On le connaissait à dix lieues aux environs le père Toine, le gros Toine, Toine-ma-Fine, Antoine Mâcheblé, dit Brûlot, le cabaretier de Tournevent.

Il avait rendu célèbre le hameau enfoncé dans un pli du vallon qui descendait vers la mer, pauvre hameau paysan composé de dix maisons normandes entourées de fossés et d’arbres.

Elles étaient là, ces maisons, blotties dans ce ravin couvert d’herbe et d’ajonc, derrière la courbe qui avait fait nommer ce lieu Tournevent. Elles semblaient avoir cherché un abri dans ce trou comme les oiseaux qui se cachent dans les sillons les jours d’ouragan, un abri contre le grand vent de mer, le vent du large, le vent dur et salé, qui ronge et brûle comme le feu, dessèche et détruit comme les gelées d’hiver.

Mais le hameau tout entier semblait être la propriété d’Antoine Mâcheblé, dit Brûlot, qu’on appelait d’ailleurs aussi souvent Toine et Toine-ma-Fine, par suite d’une locution dont il se servait sans cesse :

― Ma Fine est la première de France.

Sa Fine, c’était son cognac, bien entendu.

Depuis vingt ans il abreuvait le pays de sa Fine et de ses Brûlots, car chaque fois qu’on lui demandait.

― Qu’est-ce que j’allons bé, pé Toine ?

Il répondait invariablement :

― Un brûlot, mon gendre, ça chauffe la tripe et ça nettoie la tête ; y a rien de meilleur pour le corps.

Il avait aussi cette coutume d’appeler tout le monde "mon gendre", bien qu’il n’eût jamais eu de fille mariée ou à marier.

Ah ! oui, on le connaissait Toine Brûlot, le plus gros homme du canton, et même de l’arrondissement. Sa petite maison semblait dérisoirement trop étroite et trop basse pour le contenir, et quand on le voyait debout sur sa porte où il passait des journées entières, on se demandait comment il pourrait entrer dans sa demeure. Il y entrait chaque fois que se présentait un consommateur, car Toine-ma-Fine était invité de droit à prélever son petit verre sur tout ce qu’on buvait chez lui.

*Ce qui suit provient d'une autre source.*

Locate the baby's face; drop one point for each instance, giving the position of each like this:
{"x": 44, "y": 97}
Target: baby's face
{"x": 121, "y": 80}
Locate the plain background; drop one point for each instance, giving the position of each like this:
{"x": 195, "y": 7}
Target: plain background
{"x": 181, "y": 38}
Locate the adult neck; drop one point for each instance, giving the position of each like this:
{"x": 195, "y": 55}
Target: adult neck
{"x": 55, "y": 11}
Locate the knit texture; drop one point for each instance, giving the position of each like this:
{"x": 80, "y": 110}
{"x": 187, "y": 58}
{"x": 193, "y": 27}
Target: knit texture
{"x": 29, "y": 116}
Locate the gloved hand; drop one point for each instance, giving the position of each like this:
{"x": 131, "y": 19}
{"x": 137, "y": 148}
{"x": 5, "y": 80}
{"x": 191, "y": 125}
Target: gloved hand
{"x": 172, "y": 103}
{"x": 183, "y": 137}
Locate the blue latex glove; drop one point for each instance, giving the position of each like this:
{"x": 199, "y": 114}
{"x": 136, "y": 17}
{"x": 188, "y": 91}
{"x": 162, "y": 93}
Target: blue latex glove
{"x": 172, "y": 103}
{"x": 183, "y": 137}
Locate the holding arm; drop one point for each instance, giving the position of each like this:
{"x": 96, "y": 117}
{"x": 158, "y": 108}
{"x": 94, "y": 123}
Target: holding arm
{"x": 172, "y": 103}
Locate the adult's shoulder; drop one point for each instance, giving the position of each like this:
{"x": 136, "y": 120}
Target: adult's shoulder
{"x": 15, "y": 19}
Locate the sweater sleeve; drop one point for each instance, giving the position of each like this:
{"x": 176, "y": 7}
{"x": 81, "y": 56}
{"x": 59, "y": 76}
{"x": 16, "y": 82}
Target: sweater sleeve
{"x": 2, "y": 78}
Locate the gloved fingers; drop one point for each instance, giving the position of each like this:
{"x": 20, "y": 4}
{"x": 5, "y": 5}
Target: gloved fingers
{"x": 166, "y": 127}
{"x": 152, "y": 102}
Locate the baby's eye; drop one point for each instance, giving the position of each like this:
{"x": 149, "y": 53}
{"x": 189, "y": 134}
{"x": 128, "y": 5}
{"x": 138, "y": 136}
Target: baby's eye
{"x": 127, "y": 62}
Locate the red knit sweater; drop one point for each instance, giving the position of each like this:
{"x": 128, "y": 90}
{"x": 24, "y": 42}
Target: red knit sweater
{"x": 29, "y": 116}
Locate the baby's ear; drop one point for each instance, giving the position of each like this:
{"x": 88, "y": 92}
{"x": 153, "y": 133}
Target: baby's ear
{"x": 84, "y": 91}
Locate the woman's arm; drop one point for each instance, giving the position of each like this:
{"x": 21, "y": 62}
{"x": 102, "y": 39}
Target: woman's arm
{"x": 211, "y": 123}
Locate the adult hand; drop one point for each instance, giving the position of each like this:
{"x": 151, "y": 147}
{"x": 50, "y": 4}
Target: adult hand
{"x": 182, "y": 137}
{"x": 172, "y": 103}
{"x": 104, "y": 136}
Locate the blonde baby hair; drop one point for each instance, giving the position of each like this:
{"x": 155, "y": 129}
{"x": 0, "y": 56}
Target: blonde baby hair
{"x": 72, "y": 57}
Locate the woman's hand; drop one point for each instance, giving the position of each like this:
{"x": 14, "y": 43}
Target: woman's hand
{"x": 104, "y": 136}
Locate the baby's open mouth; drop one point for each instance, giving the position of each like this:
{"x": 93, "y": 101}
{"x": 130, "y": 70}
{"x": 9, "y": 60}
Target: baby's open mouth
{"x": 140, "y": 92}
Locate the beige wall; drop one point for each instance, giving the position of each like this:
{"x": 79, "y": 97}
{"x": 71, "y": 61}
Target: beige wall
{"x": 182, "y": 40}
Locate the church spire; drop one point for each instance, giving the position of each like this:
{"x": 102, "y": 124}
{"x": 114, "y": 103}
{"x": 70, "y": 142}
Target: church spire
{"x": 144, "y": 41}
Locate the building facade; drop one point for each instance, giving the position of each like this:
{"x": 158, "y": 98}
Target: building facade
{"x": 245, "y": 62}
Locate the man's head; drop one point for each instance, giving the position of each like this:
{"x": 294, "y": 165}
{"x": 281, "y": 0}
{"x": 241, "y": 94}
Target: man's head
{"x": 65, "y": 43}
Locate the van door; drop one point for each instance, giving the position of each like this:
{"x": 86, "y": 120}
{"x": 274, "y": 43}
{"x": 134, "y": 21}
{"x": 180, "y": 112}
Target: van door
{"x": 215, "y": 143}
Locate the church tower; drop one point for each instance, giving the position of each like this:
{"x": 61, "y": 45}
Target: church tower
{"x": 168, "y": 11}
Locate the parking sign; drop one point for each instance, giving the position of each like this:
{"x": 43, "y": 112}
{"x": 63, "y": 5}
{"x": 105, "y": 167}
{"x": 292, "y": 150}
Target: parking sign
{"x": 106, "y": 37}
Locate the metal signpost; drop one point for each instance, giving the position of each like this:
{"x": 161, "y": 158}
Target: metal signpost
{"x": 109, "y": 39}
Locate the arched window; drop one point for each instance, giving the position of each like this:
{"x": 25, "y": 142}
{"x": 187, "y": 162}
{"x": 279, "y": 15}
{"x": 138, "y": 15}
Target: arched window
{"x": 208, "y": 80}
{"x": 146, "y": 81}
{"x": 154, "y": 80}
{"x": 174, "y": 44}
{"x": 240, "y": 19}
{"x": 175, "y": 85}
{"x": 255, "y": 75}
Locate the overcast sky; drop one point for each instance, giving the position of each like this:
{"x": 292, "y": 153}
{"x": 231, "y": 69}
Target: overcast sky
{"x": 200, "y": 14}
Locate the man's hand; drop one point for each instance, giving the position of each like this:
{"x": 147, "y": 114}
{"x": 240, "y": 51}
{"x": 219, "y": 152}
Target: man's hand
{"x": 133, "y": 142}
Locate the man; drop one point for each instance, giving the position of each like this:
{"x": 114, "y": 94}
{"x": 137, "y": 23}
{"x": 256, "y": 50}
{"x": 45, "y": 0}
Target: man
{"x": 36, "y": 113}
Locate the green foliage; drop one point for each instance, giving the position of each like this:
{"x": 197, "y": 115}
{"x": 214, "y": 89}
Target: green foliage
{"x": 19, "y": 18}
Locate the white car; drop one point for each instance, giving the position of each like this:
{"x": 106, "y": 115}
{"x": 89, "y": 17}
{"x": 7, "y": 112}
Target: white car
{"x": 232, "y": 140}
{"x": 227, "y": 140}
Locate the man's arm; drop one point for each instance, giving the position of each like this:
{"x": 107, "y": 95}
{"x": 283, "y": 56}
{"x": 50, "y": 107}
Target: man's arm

Son café avait pour enseigne : « Au Rendez-vous des Amis », et il était bien, le pé Toine, l’ami de toute la contrée. On venait de Fécamp et de Montivilliers pour le voir et pour rigoler en l’écoutant, car il aurait fait rire une pierre de tombe, ce gros homme. Il avait une manière de blaguer les gens sans les fâcher, de cligner de l’œil pour exprimer ce qu’il ne disait pas, de se taper sur la cuisse dans ses accès de gaieté qui vous tirait le rire du ventre malgré vous, à tous les coups. Et puis c’était une curiosité rien que de le regarder boire. Il buvait tant qu’on lui en offrait, et de tout, avec une joie dans son œil malin, une joie qui venait de son double plaisir, plaisir de se régaler d’abord et d’amasser des gros sous, ensuite, pour sa régalade.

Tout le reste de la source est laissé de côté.